Soylu, “Diyarbakır’dan ne kadar mesul isek Erbil’den de Şam’dan da Bağdat’tan da o kadar mesulüz. Her tarafta huzur olursa, etrafımızdaki coğrafyayla bunu çok güçlü bir şekilde yaşamaya çalışırız. O ülkelerin de bize ihtiyaçları var.” dedi.
İstanbul’da bugün bir kahvaltı programında konuşan Türkiye’nin İçişleri Bakanı Süleyman Soylu, ”Türkiye’de yıllarca iktidarların en büyük hayalinin enflasyonu 5’in altına indirmek olduğunu ve bunu da AK Parti’nin başardığını” belirterek, ”Gezi Parkı olaylarından itibaren Türkiye’nin tekrar istikrarsızlaştırılmaya” çalışıldığını söyledi.
”Türkiye’nin bağımsız olmasının istenmediğini” dile getiren Soylu, “Ekonomik olarak bağımlı olmamızı istiyorlar. Bizim sürekli olarak dışarıya para vermemizi istiyorlar. Bizim sürekli olarak ülkenin dövizle dışarıya borçlanmasını istiyorlar.
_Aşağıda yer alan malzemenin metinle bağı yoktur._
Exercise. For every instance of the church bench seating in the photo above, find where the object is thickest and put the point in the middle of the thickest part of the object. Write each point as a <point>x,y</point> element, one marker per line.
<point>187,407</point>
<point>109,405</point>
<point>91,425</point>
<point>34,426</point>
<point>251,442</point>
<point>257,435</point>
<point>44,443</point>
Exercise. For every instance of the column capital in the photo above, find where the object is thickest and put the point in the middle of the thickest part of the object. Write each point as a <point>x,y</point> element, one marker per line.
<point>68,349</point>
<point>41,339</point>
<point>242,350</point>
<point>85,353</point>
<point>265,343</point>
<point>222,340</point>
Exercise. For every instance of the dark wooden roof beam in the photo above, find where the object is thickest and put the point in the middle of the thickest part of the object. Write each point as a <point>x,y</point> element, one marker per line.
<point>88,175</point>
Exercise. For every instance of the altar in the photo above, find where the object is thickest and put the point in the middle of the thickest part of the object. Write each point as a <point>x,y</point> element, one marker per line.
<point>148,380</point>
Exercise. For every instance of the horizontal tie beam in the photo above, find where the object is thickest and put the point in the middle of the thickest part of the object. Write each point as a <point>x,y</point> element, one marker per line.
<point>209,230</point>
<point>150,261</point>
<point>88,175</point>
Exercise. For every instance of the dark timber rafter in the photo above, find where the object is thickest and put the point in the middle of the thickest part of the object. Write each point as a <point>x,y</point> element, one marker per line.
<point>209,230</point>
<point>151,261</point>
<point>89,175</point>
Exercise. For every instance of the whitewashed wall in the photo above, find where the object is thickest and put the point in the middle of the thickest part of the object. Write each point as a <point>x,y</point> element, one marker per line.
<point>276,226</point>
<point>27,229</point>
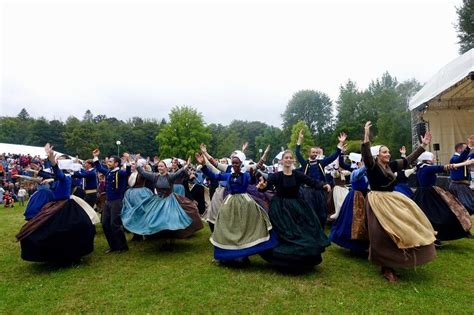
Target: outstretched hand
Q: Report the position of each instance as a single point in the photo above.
(48, 149)
(301, 135)
(262, 184)
(199, 158)
(403, 150)
(426, 139)
(342, 137)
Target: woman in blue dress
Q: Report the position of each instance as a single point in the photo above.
(349, 230)
(447, 215)
(145, 213)
(242, 228)
(300, 235)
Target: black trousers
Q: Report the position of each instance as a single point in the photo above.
(112, 225)
(91, 199)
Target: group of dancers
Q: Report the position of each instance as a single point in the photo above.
(280, 216)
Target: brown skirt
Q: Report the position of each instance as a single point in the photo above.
(384, 252)
(192, 211)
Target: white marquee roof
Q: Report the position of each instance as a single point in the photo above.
(449, 76)
(23, 149)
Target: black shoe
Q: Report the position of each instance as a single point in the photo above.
(137, 238)
(110, 250)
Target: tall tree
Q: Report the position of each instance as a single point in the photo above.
(23, 114)
(315, 109)
(183, 134)
(465, 25)
(308, 141)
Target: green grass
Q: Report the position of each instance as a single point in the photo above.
(185, 280)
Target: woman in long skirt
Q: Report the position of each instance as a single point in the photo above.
(400, 234)
(242, 228)
(448, 216)
(300, 235)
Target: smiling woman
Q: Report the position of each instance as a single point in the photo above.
(400, 234)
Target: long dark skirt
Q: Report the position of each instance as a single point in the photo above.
(341, 229)
(66, 236)
(442, 218)
(317, 202)
(464, 194)
(300, 235)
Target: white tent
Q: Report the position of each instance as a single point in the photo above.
(446, 104)
(23, 149)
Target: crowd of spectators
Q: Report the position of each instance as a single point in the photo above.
(12, 188)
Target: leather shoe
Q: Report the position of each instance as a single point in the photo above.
(110, 250)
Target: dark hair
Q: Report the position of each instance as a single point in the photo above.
(116, 159)
(459, 146)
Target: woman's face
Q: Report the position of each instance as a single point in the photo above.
(287, 160)
(162, 169)
(384, 154)
(236, 164)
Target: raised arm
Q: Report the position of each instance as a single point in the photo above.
(99, 167)
(365, 147)
(263, 159)
(300, 157)
(343, 164)
(328, 160)
(147, 175)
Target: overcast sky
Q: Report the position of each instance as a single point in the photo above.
(230, 60)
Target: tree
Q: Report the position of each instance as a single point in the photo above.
(314, 109)
(183, 134)
(308, 141)
(24, 115)
(465, 25)
(88, 116)
(272, 136)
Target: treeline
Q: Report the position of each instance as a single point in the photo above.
(384, 102)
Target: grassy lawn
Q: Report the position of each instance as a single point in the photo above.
(147, 279)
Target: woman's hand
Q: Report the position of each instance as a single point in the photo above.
(426, 139)
(367, 131)
(199, 159)
(262, 184)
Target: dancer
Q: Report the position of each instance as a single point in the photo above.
(447, 215)
(400, 234)
(115, 185)
(300, 235)
(89, 176)
(314, 168)
(242, 227)
(350, 229)
(62, 231)
(165, 212)
(461, 177)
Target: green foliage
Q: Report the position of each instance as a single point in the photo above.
(384, 103)
(352, 146)
(186, 280)
(308, 141)
(312, 107)
(465, 26)
(183, 134)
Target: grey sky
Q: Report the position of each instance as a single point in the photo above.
(230, 60)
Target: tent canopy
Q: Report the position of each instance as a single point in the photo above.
(452, 86)
(23, 149)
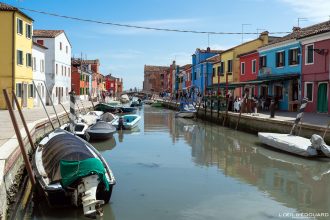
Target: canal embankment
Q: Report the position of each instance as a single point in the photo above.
(311, 123)
(11, 161)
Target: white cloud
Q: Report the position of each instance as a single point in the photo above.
(316, 10)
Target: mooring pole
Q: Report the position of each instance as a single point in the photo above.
(72, 110)
(43, 105)
(19, 138)
(50, 98)
(23, 120)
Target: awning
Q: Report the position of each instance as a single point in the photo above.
(260, 80)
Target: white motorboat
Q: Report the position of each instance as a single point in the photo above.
(71, 172)
(128, 121)
(186, 111)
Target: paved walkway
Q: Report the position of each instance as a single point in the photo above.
(31, 115)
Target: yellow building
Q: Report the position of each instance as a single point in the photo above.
(16, 55)
(229, 64)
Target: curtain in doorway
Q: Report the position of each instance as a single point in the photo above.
(322, 98)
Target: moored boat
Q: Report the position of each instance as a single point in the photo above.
(186, 111)
(100, 130)
(71, 172)
(157, 104)
(129, 121)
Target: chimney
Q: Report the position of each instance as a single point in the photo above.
(295, 29)
(264, 37)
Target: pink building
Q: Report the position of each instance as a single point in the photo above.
(315, 67)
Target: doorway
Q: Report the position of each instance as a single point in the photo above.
(24, 95)
(322, 98)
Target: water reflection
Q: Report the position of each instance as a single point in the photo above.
(298, 183)
(174, 168)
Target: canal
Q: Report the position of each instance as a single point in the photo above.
(174, 168)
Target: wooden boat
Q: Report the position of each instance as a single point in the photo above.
(129, 121)
(295, 144)
(99, 131)
(107, 108)
(79, 128)
(148, 101)
(186, 111)
(125, 109)
(157, 104)
(71, 172)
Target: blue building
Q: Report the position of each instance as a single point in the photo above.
(202, 69)
(280, 72)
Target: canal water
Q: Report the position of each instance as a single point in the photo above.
(174, 168)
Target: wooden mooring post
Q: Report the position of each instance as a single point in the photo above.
(19, 138)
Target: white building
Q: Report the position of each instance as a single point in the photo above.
(58, 63)
(39, 76)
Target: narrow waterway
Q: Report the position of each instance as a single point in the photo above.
(174, 168)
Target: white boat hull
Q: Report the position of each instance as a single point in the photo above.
(289, 143)
(185, 114)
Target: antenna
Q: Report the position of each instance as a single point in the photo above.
(243, 30)
(302, 19)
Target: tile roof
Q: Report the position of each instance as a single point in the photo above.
(47, 33)
(148, 68)
(298, 33)
(39, 45)
(5, 7)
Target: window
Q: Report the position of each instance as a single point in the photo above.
(28, 31)
(19, 26)
(278, 91)
(230, 66)
(19, 57)
(254, 66)
(262, 62)
(34, 64)
(309, 91)
(280, 59)
(29, 60)
(222, 68)
(19, 90)
(41, 42)
(293, 56)
(242, 68)
(31, 91)
(309, 54)
(42, 66)
(218, 70)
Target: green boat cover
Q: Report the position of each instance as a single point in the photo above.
(73, 170)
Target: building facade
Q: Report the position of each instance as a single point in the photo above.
(58, 63)
(201, 69)
(154, 78)
(315, 41)
(16, 55)
(39, 76)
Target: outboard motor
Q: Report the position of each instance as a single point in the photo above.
(319, 144)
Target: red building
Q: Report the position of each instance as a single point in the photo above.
(315, 67)
(249, 67)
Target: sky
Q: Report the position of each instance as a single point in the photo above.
(123, 52)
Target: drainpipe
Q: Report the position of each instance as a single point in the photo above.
(13, 60)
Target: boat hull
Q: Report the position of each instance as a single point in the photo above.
(289, 143)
Sürekli boynumuz bükük kalsın, belimiz eğik kalsın istiyorlar.” diye konuştu.
Soylu, Gezi Parkı olaylarının ardından 17-25 Aralık, 15 Temmuz darbe girişimlerinin yanı sıra Türkiye’de yaşanan yangın, sel ve deprem gibi doğal afetlerin, dünyada yaşanan salgın, Ukrayna-Rusya savaşı ve Suriye savaşı gibi tüm global gerilimlerin her birinin ülkeye maliyeti olduğunu kaydetti.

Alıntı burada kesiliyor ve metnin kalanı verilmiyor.